In your experience, have you come across ways of subverting the issues presented in the this thread?

Based on this I guess your use-case is less about preventing the customer from accessing the system, and more about allowing access for yourself and/or others without having to go through customer IT etc.

A couple ideas:
You could decorate all the users in your failover source with a unique role - then you just check for that role on a particular user. Not a guarantee, but better than nothing.

You can check if your User object is an instance of com.inductiveautomation.ignition.common.user.BasicUser, which has a getProfileName() method - though I’m not positive it won’t “lie” in the event of a failover.

I think this has the same issue as:

Your second suggestion could be interesting though :thinking:

Thank you for all your interesting inputs!

This is exactly the use case we try to cover. What approach do you choose to prevent the AD-users from becoming administrators? Or is this not necessary in your case?

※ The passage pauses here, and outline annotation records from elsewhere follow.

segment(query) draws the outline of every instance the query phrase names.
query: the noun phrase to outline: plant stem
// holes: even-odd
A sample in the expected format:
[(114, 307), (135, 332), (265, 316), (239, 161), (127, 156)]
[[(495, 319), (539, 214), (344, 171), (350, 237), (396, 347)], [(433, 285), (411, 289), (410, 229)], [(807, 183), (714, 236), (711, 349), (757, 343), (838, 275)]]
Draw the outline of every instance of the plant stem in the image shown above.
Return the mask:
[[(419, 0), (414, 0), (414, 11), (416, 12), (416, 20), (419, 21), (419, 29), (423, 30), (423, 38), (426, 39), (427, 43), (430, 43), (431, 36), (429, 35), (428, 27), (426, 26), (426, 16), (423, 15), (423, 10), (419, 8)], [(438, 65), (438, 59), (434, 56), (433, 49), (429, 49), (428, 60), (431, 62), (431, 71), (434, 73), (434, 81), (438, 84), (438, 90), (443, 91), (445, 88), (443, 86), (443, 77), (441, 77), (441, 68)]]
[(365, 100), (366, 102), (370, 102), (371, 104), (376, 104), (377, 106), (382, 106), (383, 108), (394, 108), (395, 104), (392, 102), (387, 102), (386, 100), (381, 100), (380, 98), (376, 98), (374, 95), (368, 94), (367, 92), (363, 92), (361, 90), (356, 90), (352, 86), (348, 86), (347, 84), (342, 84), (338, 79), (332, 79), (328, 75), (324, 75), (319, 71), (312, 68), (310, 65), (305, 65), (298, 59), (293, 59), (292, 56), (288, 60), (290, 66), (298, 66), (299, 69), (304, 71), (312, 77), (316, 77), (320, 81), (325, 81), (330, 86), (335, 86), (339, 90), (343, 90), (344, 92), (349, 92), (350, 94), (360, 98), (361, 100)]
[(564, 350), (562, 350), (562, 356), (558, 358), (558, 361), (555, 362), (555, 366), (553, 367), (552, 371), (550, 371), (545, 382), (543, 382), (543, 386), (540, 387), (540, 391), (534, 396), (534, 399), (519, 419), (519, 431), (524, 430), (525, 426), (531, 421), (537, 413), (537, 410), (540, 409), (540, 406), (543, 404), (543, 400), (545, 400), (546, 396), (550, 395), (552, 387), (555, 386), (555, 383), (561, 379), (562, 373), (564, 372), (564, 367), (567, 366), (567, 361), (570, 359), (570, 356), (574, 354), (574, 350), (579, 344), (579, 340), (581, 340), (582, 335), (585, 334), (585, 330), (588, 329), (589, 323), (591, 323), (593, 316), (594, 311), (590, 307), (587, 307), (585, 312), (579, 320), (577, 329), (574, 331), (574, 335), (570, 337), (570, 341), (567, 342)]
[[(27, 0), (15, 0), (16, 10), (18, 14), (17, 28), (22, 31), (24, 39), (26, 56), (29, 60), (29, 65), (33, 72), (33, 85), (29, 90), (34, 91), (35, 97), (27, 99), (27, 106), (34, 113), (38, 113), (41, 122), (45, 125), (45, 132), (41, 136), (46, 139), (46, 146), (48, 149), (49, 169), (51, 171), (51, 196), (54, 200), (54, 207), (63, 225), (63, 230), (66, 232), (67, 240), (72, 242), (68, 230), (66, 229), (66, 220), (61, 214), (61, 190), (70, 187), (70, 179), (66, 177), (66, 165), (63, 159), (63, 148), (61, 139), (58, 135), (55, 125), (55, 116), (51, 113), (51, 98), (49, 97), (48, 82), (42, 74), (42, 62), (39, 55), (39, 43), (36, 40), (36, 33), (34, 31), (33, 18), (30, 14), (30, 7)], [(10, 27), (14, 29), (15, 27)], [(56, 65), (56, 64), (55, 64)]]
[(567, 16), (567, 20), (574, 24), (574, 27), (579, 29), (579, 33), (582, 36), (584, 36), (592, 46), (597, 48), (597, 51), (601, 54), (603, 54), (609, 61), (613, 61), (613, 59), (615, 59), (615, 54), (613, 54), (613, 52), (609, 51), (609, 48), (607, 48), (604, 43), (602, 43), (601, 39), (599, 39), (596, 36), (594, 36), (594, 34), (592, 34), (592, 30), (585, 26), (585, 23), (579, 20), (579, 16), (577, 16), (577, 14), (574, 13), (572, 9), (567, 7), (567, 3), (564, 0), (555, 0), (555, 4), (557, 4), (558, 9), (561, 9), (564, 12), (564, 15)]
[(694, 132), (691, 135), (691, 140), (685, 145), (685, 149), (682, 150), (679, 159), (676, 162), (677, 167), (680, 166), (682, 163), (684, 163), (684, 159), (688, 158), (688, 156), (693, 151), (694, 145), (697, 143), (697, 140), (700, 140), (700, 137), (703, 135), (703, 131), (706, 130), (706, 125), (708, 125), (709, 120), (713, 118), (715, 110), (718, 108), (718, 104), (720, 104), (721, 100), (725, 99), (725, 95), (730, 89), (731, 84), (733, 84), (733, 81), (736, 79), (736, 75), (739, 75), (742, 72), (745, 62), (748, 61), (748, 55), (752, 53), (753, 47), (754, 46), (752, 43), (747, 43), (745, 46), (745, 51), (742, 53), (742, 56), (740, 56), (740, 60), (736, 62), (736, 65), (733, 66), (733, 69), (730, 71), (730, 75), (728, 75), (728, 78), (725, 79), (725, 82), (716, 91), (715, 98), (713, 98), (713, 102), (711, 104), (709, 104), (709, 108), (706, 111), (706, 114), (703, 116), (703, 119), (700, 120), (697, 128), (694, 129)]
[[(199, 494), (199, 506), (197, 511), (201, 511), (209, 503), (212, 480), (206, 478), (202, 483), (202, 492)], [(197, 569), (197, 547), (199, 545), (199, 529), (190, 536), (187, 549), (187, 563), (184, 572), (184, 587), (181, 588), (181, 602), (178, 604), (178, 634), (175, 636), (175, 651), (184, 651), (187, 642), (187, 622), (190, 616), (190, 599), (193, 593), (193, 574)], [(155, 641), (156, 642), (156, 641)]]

I have come across this in the api-documentation, but I did not find a method which returns the required user object of the current user?

This would also be an interesting approach, but as you mention it is a bit of a fudge.
But this brought me to another idea, which I think would be safe to use.

We could check not only for the roles, but also for a specific username which is our administrator.
This username could then be filtered out in the AD-usersource with LDAP-filters, so that it is impossible to have this exact same user in the AD-usersource. This is probably the approach I will take.

I don't ever block my customers from accessing their own systems in any way they desire.

Not necessary. My clients who use AD want their own administrators in AD. And how they govern their own AD is none of my business. (I will help implement any security policy the want, of course.)

2 Likes

I'm not suggesting a particular method - but from experience, virtually all of the methods that return User objects are returning either BasicUser or PyUser (which extends BasicUser) instances. Simply print type(userObject) to confirm what implementation class you have of the User interface.